Multiple arithmetic elements, the plurality of arithmetic element couples with described imageing sensor respectively, each arithmetic element in order to receive one in described image sensing result and produce point out described object under test dynamically or the judged result of form, master control arithmetic element in wherein said arithmetic element receives judged result the generation judgement output that other arithmetic elements produce, and described control module exports to produce described steering order according to described judgement.

23. 1 kinds of dynamic detection systems, this dynamic detection system comprises:

Light source module, this light source module provides light beam;

Multiple imageing sensors, the plurality of imageing sensor produces multiple different image sensing results for the light beam of at least one object under test reflection respectively;

Control module, this control module and described imageing sensor couple, in order to produce steering order according to described image sensing result; And

Wireless transmission module, this wireless transmission module and described control module couple, in order to described steering order is sent to main frame.

24. dynamic detection systems according to claim 23, this dynamic detection system also comprises:

Multiple arithmetic elements, the plurality of arithmetic element couples with described imageing sensor respectively, each arithmetic element in order to receive one in described image sensing result and produce point out described object under test dynamically or the judged result of form, master control arithmetic element in wherein said arithmetic element receives judged result the generation judgement output that other arithmetic elements produce, and described control module exports to produce described steering order according to described judgement;

Wherein said light source module comprises multiple luminescence units, described dynamic detection system also comprises multiple wireless transmission modules and multiple detection of dynamic subsystem, each detection of dynamic subsystem comprises luminescence unit, imageing sensor, arithmetic element and wireless transmission module, and the master control detection of dynamic subsystem that comprises described master control arithmetic element receives by described wireless transmission module the judged result that other arithmetic elements produce.

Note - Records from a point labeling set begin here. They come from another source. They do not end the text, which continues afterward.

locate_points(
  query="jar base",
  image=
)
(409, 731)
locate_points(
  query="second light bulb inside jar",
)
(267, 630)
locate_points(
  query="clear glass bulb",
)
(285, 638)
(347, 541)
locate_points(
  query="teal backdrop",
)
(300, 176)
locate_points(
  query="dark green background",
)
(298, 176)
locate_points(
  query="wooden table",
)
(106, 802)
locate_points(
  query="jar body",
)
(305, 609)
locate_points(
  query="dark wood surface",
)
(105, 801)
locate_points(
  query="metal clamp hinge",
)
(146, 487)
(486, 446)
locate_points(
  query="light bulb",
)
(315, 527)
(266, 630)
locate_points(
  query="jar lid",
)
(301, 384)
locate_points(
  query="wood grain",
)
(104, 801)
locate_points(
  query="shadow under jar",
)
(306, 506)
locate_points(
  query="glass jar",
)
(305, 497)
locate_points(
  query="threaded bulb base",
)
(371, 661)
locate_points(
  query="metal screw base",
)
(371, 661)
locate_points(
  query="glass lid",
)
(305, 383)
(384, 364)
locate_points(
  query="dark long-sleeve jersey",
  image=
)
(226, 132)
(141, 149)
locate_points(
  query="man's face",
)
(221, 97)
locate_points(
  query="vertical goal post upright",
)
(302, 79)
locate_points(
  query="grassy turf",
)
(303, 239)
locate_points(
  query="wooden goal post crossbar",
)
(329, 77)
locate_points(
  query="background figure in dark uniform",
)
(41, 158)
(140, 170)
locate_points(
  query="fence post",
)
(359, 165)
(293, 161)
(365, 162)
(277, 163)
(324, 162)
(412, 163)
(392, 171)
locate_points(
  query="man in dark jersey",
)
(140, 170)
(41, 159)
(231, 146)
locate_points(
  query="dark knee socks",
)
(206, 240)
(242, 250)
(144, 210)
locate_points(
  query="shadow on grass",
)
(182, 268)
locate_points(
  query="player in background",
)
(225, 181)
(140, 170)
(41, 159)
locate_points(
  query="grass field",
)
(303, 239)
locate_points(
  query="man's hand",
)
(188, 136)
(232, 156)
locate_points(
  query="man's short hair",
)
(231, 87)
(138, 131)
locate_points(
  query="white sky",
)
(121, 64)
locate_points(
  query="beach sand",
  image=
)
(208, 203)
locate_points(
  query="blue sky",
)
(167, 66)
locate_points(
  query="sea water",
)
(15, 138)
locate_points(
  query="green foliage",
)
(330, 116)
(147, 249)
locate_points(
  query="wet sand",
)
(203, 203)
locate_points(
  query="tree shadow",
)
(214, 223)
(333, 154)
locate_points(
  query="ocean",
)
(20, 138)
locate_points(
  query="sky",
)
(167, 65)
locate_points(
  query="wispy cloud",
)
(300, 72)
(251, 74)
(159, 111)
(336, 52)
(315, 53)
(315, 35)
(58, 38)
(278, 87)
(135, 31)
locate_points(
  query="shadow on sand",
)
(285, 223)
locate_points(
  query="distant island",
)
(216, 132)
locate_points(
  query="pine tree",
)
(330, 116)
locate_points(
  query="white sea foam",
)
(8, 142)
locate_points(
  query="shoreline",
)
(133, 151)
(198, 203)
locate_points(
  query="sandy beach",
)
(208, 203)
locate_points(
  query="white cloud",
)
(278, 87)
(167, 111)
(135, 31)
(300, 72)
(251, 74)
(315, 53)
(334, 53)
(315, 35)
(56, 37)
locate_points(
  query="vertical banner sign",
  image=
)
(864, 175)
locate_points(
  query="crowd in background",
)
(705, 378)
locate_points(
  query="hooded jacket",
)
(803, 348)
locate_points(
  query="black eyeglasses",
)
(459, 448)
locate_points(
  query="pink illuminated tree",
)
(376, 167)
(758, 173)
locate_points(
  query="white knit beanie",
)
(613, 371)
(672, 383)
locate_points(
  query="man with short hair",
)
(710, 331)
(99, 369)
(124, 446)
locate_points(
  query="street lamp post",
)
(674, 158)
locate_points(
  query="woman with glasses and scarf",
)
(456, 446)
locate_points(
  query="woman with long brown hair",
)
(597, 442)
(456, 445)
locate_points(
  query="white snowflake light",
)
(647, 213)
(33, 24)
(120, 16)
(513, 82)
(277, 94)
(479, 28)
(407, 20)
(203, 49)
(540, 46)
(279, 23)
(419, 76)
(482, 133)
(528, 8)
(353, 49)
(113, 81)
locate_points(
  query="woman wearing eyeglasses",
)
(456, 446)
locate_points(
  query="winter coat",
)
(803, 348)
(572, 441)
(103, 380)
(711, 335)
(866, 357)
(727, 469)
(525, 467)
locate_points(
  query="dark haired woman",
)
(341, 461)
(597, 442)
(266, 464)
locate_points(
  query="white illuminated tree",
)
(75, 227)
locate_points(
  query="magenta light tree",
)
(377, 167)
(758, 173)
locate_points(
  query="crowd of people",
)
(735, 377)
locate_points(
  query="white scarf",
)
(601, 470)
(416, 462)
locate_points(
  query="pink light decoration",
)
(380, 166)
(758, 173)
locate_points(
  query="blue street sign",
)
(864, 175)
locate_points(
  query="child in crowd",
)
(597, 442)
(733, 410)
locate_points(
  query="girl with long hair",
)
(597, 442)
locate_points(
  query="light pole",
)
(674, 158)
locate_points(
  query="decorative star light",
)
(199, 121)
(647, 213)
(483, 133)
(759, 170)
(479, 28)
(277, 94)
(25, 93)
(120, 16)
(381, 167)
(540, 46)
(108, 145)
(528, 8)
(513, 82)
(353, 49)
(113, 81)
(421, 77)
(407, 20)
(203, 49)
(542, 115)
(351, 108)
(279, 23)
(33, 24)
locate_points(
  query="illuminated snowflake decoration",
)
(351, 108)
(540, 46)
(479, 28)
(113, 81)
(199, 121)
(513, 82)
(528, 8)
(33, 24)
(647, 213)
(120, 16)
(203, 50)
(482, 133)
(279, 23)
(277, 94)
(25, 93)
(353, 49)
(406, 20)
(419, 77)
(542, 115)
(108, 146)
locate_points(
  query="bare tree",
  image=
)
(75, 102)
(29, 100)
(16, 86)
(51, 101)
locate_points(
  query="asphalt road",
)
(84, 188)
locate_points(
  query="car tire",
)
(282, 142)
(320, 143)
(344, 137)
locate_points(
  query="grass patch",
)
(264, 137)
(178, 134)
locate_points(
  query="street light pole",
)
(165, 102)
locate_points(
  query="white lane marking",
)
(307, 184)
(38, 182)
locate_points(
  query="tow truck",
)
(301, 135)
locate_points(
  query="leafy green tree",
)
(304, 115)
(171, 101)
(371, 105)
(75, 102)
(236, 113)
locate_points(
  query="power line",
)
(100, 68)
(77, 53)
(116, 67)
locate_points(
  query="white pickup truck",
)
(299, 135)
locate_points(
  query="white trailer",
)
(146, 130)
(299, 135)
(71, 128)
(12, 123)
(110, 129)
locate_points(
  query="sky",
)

25. 1 kinds of dynamic detection systems, this dynamic detection system comprises:

The first detection of dynamic subsystem, this the first detection of dynamic subsystem comprises light-emitting component, imageing sensor and arithmetic element, and wherein said the first detection of dynamic subsystem produces the judged result of relative distance, angle or the moving direction of pointing out object under test and imageing sensor according to described imageing sensor and described arithmetic element;

The first electronic installation, this first electronic installation is suitable for receiving described judged result and transmits described judged result, and described the first detection of dynamic subsystem is arranged on described the first electronic installation; And

Second electronic device, this second electronic device is suitable for receiving the described judged result from described the first electronic installation, and this judged result is for controlling or operate the state of described second electronic device.